In de descriptieve diagnostiek zoals die gehanteerd wordt in het DSM-IV-TR systeem kan men het beeld classificeren als beroepsmatige problematiek en een aanpassingsstoornis met
stemmingsklachten en somatisatie gefundeerd op een persoonlijkheidsvariant met cluster A, B en C trekken. Een toestandsbeeld anderszins of een persoonlijkheidsstoornis in het kader van de DSM-IV-TR viel niet vast te stellen.
Differentiaal diagnostische afweging:
In de D.D. kan men de ongedifferentieerde somatoforme stoornis plaatsen gelet op de lichamelijke klachten die niet (volledig) door een lichamelijke aandoening konden worden verklaard.

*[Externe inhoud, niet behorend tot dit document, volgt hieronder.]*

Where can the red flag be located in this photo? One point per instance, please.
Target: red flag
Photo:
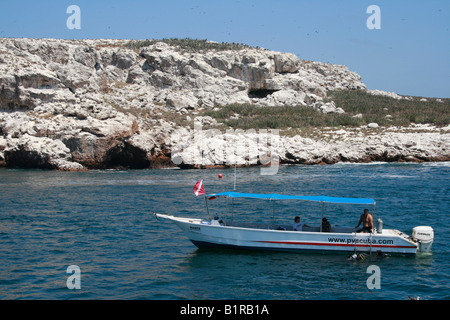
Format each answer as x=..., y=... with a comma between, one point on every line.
x=198, y=188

Ook DSM-malingering kan men in de D.D. plaatsen gelet op het aanwezig zijn van de combinatie van een medicolegale context van presentatie (criterium 1) en een discrepantie tussen geclaimde stress of beperkingen en de objectieve bevindingen
(criterium 2). Omdat intentionele productie van symptomatologie niet aangetoond is, plaatse men het evenwel onderaan in de D.D.
Weging van externe gegevens:
Het bovenstaande is in lijn met de reeds voorhanden zijnde informatie op dit moment. Er werd voorts nog informatie opgevraagd. Gesproken wordt over gewrichtsklachten bij een verder reële man. Depressieve klachten werden niet vermeld.

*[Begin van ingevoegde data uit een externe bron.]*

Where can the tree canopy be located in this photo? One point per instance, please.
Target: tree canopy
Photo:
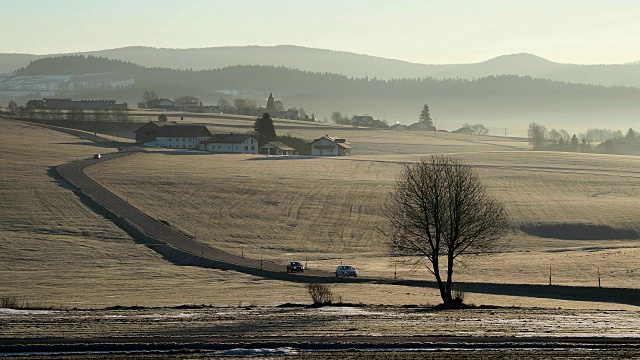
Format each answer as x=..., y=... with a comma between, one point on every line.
x=264, y=130
x=439, y=211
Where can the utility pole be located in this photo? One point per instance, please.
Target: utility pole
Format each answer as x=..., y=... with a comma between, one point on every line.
x=395, y=270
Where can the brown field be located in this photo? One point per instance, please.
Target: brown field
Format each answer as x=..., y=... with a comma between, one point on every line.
x=54, y=250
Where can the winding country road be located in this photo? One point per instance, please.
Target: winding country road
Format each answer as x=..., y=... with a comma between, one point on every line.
x=182, y=249
x=73, y=173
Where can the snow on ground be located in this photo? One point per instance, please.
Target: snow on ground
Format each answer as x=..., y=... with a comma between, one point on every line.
x=4, y=311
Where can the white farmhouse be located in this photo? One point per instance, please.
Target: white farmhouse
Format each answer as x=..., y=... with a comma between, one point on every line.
x=277, y=148
x=231, y=143
x=328, y=146
x=182, y=136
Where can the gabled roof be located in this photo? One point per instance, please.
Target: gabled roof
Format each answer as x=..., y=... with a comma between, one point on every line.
x=338, y=141
x=184, y=131
x=280, y=145
x=230, y=138
x=157, y=124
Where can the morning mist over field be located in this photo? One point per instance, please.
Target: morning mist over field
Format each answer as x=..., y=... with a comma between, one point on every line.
x=336, y=179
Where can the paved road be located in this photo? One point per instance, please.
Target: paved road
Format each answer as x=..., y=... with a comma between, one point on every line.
x=214, y=258
x=178, y=345
x=73, y=172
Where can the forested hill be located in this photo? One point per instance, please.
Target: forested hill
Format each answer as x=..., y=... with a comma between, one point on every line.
x=356, y=65
x=506, y=101
x=77, y=65
x=286, y=80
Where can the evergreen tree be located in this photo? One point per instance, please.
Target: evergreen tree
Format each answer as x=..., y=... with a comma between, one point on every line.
x=585, y=146
x=264, y=130
x=271, y=105
x=425, y=118
x=13, y=107
x=574, y=143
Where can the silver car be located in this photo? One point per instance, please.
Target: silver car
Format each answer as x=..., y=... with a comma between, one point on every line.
x=346, y=270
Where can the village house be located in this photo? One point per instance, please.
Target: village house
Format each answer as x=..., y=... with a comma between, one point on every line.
x=192, y=105
x=149, y=131
x=231, y=143
x=35, y=104
x=182, y=136
x=328, y=146
x=277, y=148
x=363, y=120
x=161, y=103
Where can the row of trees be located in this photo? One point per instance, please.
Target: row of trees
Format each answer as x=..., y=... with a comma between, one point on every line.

Er werden aanvullend enkele (internationale) beperkingenschalen ingevuld, o.a. de CIPS die dicht bij “impairments” geplaatst kan worden, alsmede de DSM-IV-TR GAF-score, die vaak dichter bij “disability” of “handicap” komt. Ook de geaardheid en affiniteit van betrokkene werden bij de invulling betrokken. Voor een operationalisering kunt u desgewenst alhier informatie verkrijgen.
Het antwoord op uw vraagstelling dient dan ook te luiden:
Antwoorden:
1.Hoe luidt de anamnese? Acht u deze reëel?

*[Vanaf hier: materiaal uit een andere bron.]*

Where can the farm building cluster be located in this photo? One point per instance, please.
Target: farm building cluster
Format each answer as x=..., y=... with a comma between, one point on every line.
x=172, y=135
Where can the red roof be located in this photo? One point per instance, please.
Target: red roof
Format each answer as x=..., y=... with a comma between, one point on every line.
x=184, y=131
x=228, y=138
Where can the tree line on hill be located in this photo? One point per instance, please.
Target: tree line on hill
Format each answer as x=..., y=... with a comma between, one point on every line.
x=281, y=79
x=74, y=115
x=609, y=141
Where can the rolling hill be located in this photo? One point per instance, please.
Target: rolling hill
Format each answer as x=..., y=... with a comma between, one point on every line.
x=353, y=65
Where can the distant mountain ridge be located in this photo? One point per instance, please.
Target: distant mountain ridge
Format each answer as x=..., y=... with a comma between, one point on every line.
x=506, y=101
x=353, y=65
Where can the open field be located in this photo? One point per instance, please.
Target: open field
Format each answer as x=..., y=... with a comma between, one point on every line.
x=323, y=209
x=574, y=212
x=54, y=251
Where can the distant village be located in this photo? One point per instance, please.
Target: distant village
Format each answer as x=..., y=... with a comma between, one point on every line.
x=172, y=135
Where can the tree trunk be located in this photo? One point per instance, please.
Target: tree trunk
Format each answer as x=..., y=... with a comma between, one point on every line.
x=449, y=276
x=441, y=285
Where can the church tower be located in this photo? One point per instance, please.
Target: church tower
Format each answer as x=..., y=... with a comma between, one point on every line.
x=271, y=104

U ziet hiertoe allereerst het hoofdstuk ‘anamnese’ in dit rapport. De anamnese toont dat betrokkene zich ziek meldde met gewrichtsklachten en dat later eveneens depressief getinte klachten ontstonden, naar betrokkenes zeggen doordat zijn lichamelijke gezondheid hem zorgen baarde en omdat hij door die lichamelijke klachten niet meer kon werken, zijn speelgoedwinkel moest stoppen en in de schulden kwam. Hij verwacht dat hij weer wat meer rust zal hebben als hij meer duidelijkheid heeft over zijn financiële situatie en tot de wsnp wordt toegelaten. De anamnese wordt reëel geacht
(…)
3.Welke diagnose(n) kunt u stellen?
(…)
Het huidige onderzoek toont een zich adequaat presenterende, rustige, maar wat dysfoor gestemde jongeman zonder psychopathologische symptomatologie in engere zin. Er is een levendig affect. Men kan het beeld classificeren als beroepsmatige problematiek en een aanpassingsstoornis met stemmingsklachten en somatisatie gefundeerd op een persoonlijkheidsvariant met cluster A, B en C trekken.